We were neighbours, not friends. We chatted across the garden fence in summer. ‘I flew all over Europe on business. Enjoyed every minute of it. I won’t tell you I don’t miss
it. I feel I could still do it, but nowadays it’s all about what age you are. And it wasn’t all business. What people don’t know doesn’t hurt them, and I wouldn’t have
hurt Jean for the world, but when you’re far from home, eh? You know what they say: on your deathbed, it’s not the women you’ve slept with you’ll regret, it’s the ones
you haven’t!’ How many times I’d heard Walter on that refrain, like a continuous loop. It alternated with an interest in maps and military campaigns, fuelled, it seemed, by
nostalgia for national service. When I told him I’d missed out on those delights because of flat feet, I’d gone down in his estimation.

That was Walter, thick glasses, round belly, white hair, soldier and Casanova. Eileen had liked Jean, who had welcomed us when we moved in and died the following year of cancer of the stomach.
That was something we had now in common, being widowers, but this was only the second time Walter had been in my front room.

His previous visit had been a strange one, too. ‘I don’t know if you’ll even feel like voting. Your wife not long taken from you, but life goes on, I found that.’
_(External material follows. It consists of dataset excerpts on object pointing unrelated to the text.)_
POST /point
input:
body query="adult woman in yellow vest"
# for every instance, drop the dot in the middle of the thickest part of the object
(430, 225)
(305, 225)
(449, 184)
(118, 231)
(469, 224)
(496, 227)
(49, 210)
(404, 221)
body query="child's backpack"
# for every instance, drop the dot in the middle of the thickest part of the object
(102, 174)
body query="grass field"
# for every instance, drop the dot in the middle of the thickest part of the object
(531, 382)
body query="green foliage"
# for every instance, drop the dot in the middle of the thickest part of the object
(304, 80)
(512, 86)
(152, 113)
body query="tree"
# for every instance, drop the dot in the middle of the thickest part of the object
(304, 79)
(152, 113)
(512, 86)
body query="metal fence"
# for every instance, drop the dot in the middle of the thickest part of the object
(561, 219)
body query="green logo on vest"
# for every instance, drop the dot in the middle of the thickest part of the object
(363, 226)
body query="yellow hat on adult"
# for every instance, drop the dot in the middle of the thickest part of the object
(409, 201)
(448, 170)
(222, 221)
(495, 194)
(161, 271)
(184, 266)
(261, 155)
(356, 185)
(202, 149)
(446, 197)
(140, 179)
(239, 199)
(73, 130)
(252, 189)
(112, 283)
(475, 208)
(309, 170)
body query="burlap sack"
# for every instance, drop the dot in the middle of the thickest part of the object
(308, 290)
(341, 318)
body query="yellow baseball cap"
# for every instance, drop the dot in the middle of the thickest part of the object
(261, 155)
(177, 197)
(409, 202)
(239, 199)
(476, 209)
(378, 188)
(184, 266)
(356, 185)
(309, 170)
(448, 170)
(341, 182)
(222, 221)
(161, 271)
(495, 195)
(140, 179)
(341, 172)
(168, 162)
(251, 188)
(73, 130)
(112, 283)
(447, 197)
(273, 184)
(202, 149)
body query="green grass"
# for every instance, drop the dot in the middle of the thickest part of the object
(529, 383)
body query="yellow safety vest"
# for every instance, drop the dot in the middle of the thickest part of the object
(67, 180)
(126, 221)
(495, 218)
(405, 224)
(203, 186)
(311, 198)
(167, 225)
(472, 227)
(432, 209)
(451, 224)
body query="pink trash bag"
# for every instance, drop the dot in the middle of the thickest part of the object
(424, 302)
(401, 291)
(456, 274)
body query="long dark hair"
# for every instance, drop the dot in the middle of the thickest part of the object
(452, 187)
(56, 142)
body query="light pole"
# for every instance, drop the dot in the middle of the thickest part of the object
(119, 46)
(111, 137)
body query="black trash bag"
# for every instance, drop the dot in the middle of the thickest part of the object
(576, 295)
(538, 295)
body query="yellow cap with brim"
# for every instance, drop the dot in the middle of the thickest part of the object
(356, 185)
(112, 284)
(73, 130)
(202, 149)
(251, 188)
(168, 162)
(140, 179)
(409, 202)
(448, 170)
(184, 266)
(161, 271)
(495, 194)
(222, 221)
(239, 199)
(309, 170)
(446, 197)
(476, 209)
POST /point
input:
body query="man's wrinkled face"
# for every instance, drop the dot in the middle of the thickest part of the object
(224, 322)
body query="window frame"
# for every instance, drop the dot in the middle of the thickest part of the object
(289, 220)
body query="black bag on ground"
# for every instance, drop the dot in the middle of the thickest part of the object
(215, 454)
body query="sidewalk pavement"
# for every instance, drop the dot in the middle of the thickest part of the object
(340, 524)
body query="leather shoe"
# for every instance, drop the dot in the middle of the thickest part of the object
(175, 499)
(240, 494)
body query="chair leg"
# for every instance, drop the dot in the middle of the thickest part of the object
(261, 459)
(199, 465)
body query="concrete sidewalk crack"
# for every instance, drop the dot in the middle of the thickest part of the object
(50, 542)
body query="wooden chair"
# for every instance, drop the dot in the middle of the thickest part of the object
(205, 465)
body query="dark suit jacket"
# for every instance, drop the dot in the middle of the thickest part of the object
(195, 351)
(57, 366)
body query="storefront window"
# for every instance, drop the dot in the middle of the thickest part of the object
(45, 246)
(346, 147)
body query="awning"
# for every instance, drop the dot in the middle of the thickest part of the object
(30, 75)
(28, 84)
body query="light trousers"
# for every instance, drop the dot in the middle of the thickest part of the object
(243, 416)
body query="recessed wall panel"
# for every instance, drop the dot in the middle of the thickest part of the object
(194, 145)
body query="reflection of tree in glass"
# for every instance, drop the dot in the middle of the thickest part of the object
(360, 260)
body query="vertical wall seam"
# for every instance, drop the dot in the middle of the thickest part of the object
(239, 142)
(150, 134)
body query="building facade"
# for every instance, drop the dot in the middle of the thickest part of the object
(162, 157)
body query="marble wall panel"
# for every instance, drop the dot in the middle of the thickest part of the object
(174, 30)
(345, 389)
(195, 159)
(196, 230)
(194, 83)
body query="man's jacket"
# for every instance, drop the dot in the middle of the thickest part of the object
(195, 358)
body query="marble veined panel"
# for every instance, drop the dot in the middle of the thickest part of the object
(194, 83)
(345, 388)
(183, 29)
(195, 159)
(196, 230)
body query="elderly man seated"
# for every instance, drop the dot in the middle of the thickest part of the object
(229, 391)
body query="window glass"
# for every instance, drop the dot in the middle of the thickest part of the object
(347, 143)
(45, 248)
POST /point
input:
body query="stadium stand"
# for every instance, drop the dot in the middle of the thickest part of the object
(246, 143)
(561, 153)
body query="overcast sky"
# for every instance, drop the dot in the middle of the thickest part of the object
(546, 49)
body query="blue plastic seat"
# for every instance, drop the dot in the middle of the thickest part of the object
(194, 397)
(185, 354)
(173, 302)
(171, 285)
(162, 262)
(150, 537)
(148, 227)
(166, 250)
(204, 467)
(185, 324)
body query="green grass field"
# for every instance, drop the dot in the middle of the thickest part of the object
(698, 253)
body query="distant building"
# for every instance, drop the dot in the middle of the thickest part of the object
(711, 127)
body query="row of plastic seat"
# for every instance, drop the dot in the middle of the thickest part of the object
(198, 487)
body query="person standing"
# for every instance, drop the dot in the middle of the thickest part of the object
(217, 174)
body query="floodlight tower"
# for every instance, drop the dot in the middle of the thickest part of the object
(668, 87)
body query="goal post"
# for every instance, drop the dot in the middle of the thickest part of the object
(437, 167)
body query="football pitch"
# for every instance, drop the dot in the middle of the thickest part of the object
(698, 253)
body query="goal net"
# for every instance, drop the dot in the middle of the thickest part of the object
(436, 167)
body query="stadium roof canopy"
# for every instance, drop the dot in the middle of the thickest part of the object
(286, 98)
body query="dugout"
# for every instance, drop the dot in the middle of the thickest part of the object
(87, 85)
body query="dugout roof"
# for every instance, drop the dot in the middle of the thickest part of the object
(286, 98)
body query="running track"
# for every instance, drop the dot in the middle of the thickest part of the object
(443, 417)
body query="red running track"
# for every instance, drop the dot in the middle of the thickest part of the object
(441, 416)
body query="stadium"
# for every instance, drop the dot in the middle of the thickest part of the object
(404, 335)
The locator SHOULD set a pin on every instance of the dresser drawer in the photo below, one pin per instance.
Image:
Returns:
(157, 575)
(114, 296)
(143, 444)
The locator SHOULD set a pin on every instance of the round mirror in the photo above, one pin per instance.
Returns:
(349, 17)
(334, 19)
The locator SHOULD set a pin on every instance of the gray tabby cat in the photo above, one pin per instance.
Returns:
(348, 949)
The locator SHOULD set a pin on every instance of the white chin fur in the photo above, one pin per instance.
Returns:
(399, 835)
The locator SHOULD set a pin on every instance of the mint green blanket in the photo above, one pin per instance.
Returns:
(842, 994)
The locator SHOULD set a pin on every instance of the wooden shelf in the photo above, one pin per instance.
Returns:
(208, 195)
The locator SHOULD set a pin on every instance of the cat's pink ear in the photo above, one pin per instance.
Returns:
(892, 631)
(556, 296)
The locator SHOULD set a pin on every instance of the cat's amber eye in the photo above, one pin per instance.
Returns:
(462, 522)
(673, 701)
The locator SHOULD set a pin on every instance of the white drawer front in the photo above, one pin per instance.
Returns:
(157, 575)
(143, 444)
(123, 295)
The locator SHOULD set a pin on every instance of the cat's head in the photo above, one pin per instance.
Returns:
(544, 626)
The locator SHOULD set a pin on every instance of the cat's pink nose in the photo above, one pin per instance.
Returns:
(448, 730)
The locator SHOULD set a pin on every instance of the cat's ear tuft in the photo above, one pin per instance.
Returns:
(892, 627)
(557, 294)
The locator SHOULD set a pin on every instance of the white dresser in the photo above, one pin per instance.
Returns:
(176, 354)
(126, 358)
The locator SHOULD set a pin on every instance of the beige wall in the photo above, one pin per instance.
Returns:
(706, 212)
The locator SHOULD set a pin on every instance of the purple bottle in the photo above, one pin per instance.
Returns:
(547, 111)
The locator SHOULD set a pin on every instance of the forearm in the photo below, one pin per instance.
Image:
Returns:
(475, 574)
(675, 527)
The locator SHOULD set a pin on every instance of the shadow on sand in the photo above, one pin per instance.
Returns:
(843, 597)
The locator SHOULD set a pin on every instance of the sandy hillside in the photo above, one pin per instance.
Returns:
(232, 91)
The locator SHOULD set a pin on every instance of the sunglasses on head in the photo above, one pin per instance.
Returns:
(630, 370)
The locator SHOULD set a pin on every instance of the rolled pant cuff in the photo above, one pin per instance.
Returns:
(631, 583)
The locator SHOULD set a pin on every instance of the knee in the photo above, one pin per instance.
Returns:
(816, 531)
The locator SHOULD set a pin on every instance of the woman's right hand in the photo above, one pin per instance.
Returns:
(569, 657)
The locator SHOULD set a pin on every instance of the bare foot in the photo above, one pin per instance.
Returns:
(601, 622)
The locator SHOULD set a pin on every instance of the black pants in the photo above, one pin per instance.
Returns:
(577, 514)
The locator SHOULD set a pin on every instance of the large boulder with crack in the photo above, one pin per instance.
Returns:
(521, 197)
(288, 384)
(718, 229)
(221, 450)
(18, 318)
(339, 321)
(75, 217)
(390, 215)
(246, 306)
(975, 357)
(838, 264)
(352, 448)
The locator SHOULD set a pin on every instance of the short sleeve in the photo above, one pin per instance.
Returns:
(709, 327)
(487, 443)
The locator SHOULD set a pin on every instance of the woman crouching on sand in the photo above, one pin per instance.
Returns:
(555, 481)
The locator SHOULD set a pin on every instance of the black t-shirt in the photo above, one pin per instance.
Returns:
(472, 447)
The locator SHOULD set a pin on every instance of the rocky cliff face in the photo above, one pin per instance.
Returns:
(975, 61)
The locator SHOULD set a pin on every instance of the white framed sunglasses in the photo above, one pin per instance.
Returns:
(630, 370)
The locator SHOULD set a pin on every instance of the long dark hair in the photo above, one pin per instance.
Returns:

I’d had a strong temptation to take him by the neck and throw him over the doorstep, but had brought him in here instead; welcoming him as a voice to break the silence. ‘I’ve
never done this before, Harry, going round the doors like this. It’s a new party – just a small one, but it’ll grow, I shouldn’t be surprised, and I think you’re
exactly the kind of man it’ll appeal to.’ As he rhymed off policies on education, health and fishing, it made a kind of sense, though all slightly askew, like politics conducted through
the looking glass. ‘And then there’s the constitution. What we’re going to do is get rid of the MEPs and reduce the number of MPs from seventy-two to fifty-six. And they’ll
do both jobs, Holyrood and Westminster. That way, you see, we’ll be able to get rid of the new parliament building and all the MSPs as well, and there’ll be no problem about reserved
powers.’ At that point, I’d started to laugh; but he, it seemed, was perfectly serious and he’d left a leaflet as proof.